A small but important honesty pass on the OpenAI-compatible API surface.

What changed

/v1/audio/speech, /v1/audio/transcriptions, /v1/moderations, /v1/rerank, and /v1/ocr are part of the OpenAI-compatible spec and are wired in our router. They previously forwarded to the underlying provider router even when no model supporting that mode was registered, which produced confusing upstream errors — including, in one case, a leaked default-OpenAI fallback string from the moderations path.

These five endpoints now return a clean HTTP 501 endpoint_not_yet_available until at least one model supporting that capability is registered in our router.

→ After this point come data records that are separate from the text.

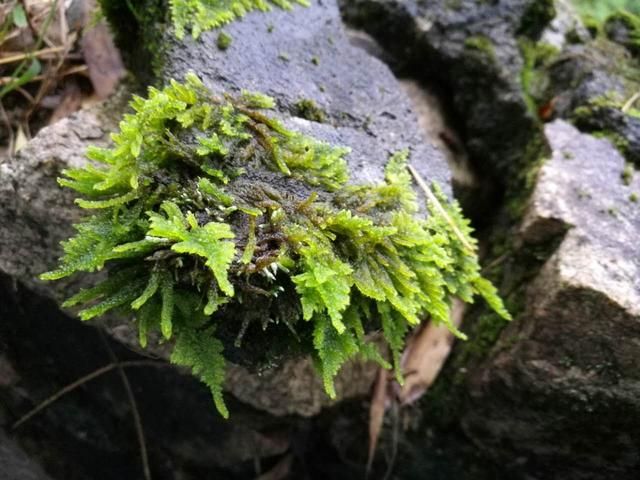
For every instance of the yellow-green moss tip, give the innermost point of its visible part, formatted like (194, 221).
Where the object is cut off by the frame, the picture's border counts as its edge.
(205, 201)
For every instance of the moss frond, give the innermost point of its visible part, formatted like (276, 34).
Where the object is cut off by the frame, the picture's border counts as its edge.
(204, 199)
(201, 15)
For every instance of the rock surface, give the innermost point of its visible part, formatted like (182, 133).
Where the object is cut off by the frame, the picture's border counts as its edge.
(561, 401)
(15, 464)
(472, 49)
(365, 108)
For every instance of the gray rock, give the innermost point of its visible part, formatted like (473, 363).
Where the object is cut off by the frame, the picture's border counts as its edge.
(559, 397)
(471, 48)
(303, 54)
(366, 109)
(590, 83)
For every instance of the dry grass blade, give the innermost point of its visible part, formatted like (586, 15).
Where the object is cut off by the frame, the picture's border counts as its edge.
(78, 383)
(37, 54)
(144, 456)
(376, 415)
(425, 355)
(433, 199)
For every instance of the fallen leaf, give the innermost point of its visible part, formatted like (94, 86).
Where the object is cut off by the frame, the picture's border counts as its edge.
(71, 101)
(103, 59)
(426, 352)
(20, 141)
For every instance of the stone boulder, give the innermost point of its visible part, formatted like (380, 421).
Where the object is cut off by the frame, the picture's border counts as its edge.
(296, 56)
(559, 396)
(473, 51)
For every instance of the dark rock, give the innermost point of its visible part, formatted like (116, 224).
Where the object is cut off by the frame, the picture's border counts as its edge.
(472, 49)
(90, 432)
(364, 108)
(590, 84)
(558, 398)
(624, 28)
(15, 464)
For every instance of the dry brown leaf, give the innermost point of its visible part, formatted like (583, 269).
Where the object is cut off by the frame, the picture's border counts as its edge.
(71, 101)
(20, 140)
(425, 355)
(103, 59)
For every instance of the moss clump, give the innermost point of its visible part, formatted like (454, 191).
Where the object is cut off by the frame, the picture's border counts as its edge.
(205, 204)
(534, 78)
(224, 40)
(201, 15)
(307, 109)
(536, 18)
(627, 174)
(624, 28)
(481, 44)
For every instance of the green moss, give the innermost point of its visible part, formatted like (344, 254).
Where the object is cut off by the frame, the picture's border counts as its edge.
(138, 31)
(481, 44)
(307, 108)
(206, 204)
(224, 40)
(537, 57)
(630, 25)
(536, 18)
(627, 174)
(521, 186)
(198, 16)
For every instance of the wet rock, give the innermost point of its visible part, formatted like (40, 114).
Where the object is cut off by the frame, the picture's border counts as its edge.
(624, 28)
(90, 432)
(593, 84)
(306, 55)
(15, 464)
(558, 398)
(472, 49)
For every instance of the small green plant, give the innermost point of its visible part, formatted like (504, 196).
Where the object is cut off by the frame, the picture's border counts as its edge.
(202, 15)
(224, 40)
(205, 200)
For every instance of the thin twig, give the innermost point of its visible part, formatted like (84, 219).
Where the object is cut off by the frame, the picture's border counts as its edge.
(433, 199)
(144, 456)
(70, 71)
(7, 122)
(395, 418)
(78, 383)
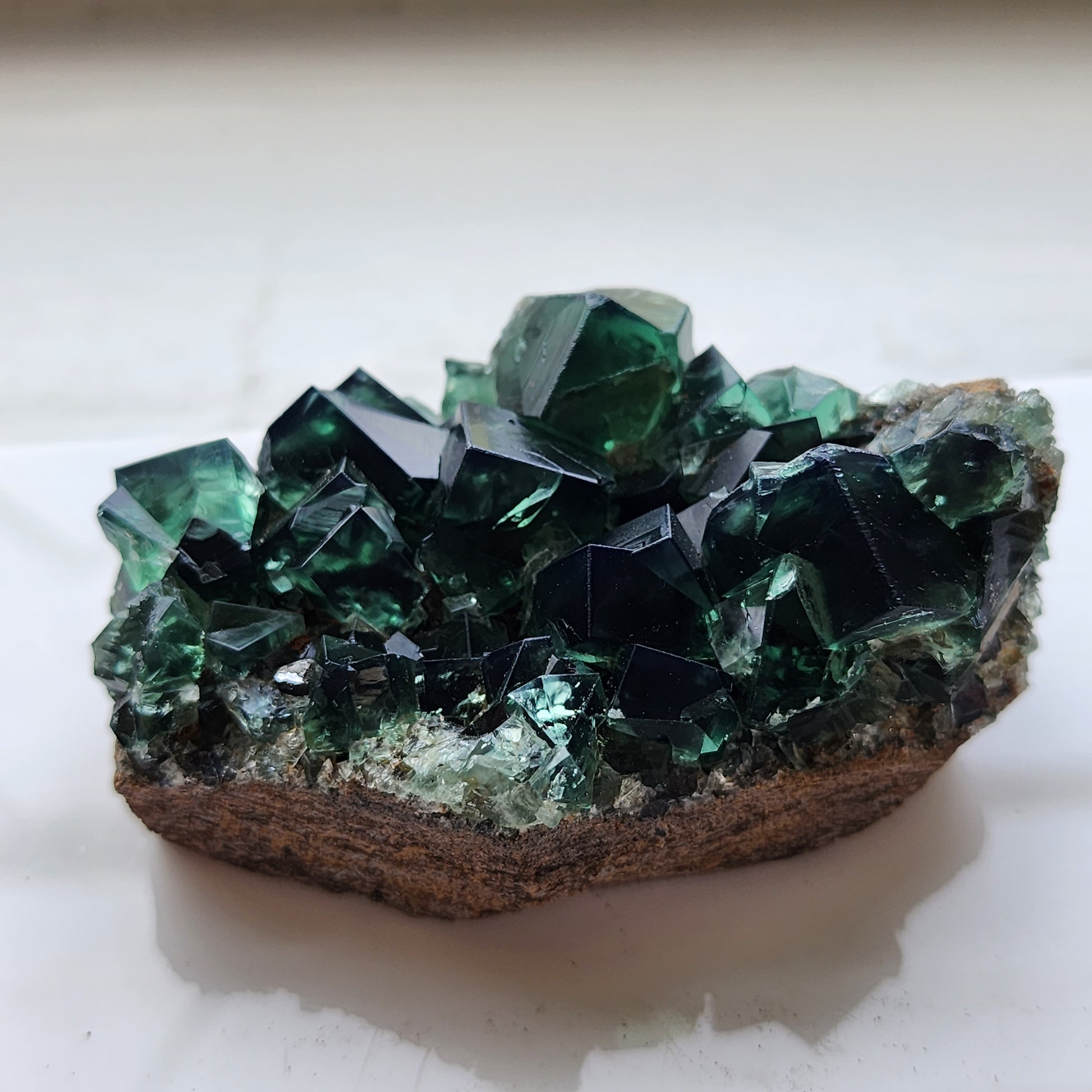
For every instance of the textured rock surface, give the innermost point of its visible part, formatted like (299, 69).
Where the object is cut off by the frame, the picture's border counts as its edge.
(613, 581)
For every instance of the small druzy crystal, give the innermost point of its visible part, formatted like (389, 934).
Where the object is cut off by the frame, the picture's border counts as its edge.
(609, 570)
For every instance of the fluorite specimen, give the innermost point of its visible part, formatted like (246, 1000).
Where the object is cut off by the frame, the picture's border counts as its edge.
(615, 572)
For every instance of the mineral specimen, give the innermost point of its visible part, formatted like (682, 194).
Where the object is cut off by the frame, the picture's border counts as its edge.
(614, 576)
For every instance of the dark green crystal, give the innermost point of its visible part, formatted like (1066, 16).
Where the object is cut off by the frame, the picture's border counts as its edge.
(963, 471)
(794, 394)
(240, 637)
(607, 576)
(604, 368)
(400, 457)
(467, 383)
(342, 550)
(151, 660)
(212, 483)
(356, 692)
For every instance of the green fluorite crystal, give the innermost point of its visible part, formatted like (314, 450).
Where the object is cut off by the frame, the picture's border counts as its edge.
(212, 483)
(793, 394)
(607, 573)
(467, 383)
(602, 367)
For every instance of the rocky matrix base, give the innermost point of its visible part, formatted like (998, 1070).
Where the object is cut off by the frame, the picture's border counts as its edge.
(616, 614)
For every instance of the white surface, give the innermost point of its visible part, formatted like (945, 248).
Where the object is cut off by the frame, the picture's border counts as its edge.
(192, 228)
(947, 947)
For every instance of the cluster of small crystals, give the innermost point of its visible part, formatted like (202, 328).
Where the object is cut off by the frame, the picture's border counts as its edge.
(609, 571)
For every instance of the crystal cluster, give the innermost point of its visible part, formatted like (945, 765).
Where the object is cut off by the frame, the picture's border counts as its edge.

Response body:

{
  "detail": {
    "error": "endpoint_not_yet_available",
    "endpoint": "/v1/audio/speech",
    "capability": "audio_speech",
    "message": "/v1/audio/speech is not yet available on Nemo Router — no model supporting 'audio_speech' is currently registered. Roadmap: https://nemorouter.ai/changelog",
    "available_endpoints": [
      "/v1/chat/completions",
      "/v1/completions",
      "/v1/embeddings",
      "/v1/images/generations",
      "/v1/images/edits",
      "/v1/videos"
    ]
  }
}

The gate is dynamic — the moment we register a model with the matching capability (e.g. a Whisper deployment for audio_transcription), the endpoint auto-unblocks at the next 30-second cache tick. No code change, no redeploy.

Live today

The seven endpoints below are fully supported by the Google Vertex AI models we ship on day one:

Endpoint	Models
`/v1/chat/completions`	Gemini 2.5 Pro / Flash / Flash-Lite / Flash-Image
`/v1/completions`	(legacy alias of chat completions)
`/v1/embeddings`	gemini-embedding-001, text-embedding-004 / 005, text-multilingual-embedding-002, multimodalembedding@001
`/v1/images/generations`	Imagen 3 / 4 (Fast, Standard, Ultra)
`/v1/images/edits`	Imagen 3 Capability
`/v1/videos`	Veo 3.1 (Fast, Standard, Lite)
`/v1/models`	catalogue lookup

Roadmap

Each capability below ships as soon as we land a provider integration that supports it:

audio_speech (TTS) — landing with OpenAI Direct
audio_transcription (STT / Whisper) — landing with OpenAI Direct
moderation — landing with OpenAI Direct
rerank — landing with Cohere or Voyage
ocr — landing with Mistral OCR or AWS Textract

Track at /changelog.

Discoverability — new endpoint

GET /public/capabilities (no auth) returns a machine-readable map of which endpoints are live right now, so SDKs and integrations can degrade gracefully:

curl https://nemorouter.ai/api/public/capabilities

{
  "endpoints": {
    "/v1/chat/completions": { "available": true },
    "/v1/embeddings":       { "available": true },
    "/v1/audio/speech":     { "available": false, "required_capability": "audio_speech" }
    // …
  },
  "supported_modes": ["chat", "embedding", "image_generation", "video"]
}

Why this matters

The promise of an OpenAI-compatible gateway is "your SDK works, our infrastructure handles the rest". An endpoint that exists on paper but returns a confusing 4xx when called violates that promise. A 501 with a roadmap pointer makes the contract explicit and gives integrations a clean control flow to handle the gap.